The potential for disaster when a native culture subsisting in a fragile environment is exposed to modern influences is not unfamiliar. Before 1750 the Highlands and Islands of Scotland were populous and self-sufficient, though untouched by 'improvement'. In less than two hundred years the basic settlement unit – the communal township – was extinct, and the last of the native Highlanders had gone or would go within a generation. That their ancestral way of life had been primitive no-one denied, but even the most altruistic of landlords saw past the poor housing, the naked children and the dirt, to the mechanisms which supported Gaelic society. They confused material simplicity with deprivation and identified it as a problem which required to be solved. That the Gaels possessed exceptional survival skills was never considered amidst complaints about primitive huts and offensive middens.

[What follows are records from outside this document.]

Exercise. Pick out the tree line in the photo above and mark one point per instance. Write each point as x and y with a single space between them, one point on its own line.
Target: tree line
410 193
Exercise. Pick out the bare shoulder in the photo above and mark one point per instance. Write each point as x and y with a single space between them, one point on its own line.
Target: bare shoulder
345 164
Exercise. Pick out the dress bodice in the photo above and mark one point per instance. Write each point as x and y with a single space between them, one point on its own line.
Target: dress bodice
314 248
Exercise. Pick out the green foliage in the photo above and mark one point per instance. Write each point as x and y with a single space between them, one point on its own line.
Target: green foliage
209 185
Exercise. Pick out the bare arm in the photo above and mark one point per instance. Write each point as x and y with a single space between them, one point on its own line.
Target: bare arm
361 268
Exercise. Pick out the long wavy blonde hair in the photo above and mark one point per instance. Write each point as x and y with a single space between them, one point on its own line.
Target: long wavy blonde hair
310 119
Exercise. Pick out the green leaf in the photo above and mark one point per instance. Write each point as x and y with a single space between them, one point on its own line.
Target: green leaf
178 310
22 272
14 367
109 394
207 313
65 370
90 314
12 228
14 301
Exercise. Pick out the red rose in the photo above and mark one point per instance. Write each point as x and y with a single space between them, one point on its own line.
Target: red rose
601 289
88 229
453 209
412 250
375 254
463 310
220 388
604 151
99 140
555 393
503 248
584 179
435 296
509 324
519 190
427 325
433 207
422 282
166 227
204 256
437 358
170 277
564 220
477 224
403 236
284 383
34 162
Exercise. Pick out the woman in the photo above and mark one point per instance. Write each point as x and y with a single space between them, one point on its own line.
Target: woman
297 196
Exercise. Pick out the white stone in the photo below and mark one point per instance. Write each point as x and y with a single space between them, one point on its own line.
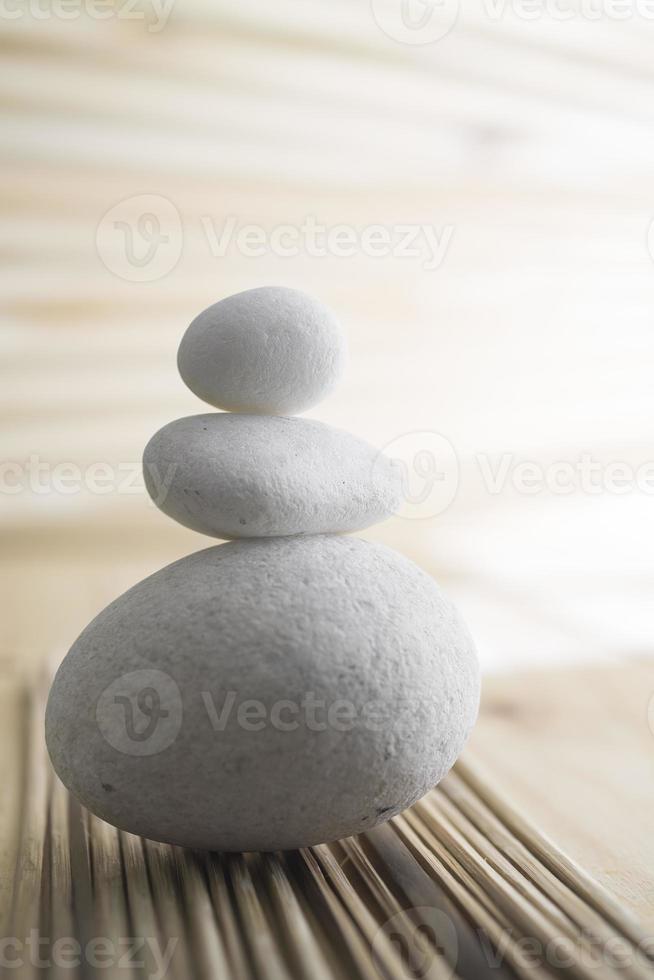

These foreigners (whatever their origins) understood nothing of the complexity of a minimalist rural culture which had survived through thousands of years. It did not cross their minds to study what they were about to change and to consider that it might after all be the best, if not the only possible way, of surviving in a difficult environment.
It is significant that whenever the balance of the old way of life was upset, for whatever reason, it invariably collapsed. It could not and did not adapt. This suggests that up to that time, economy and land use in the Highlands had changed very little from the time of first settlement, and that the Highlanders had persisted with their old ways, not out of obstinacy or poverty but because topography and climate gave them few options in the matter.
It became evident long after the event how much the native population contributed to their own survival, how well-adapted and sustainable their primitive methods had in fact been. The Marquis of Tullibardine, later 8th Duke of Atholl, was every bit as astute as his illustrious ancestors. In August 1909, responding to political agitation against the use of ‘good’ land for deer forests, he invited eleven competent working men, chosen ‘from the very class whence the demand for small-holdings arises’, to tour the deer-forests of Atholl. They had apparently been offered the gift of any land they thought suitable for a smallholding and all were fired with enthusiasm. But they retired frustrated. Their unanimous opinion was that the land they had seen had no value for agricultural purposes. It was poor and boggy, the climate was bad and it was too far from markets. Glen Tilt was ‘not suitable for small holdings. The existence of small holders would be miserable up there.’47
And yet the Gaelic natives of Glen Tilt had loved their glen, had lived there very comfortably, and lamented when they were forced to leave it. But this was a mutual story of respect and support. By 1909, after a century of neglect, their beloved glen was uninhabitable and remains so. No part of the Highlands has escaped this green devastation. And yet the only recorded complaint, from a people who might have complained about a great deal, was that they had no security of tenure. They could not rely on their landlords to renew their leases, even when they had created whatever value was in the land and paid their rents promptly. The incentive that drove them to the ends of the earth was the dream that they might once again be free men, living on their own land, as they had been free throughout prehistory.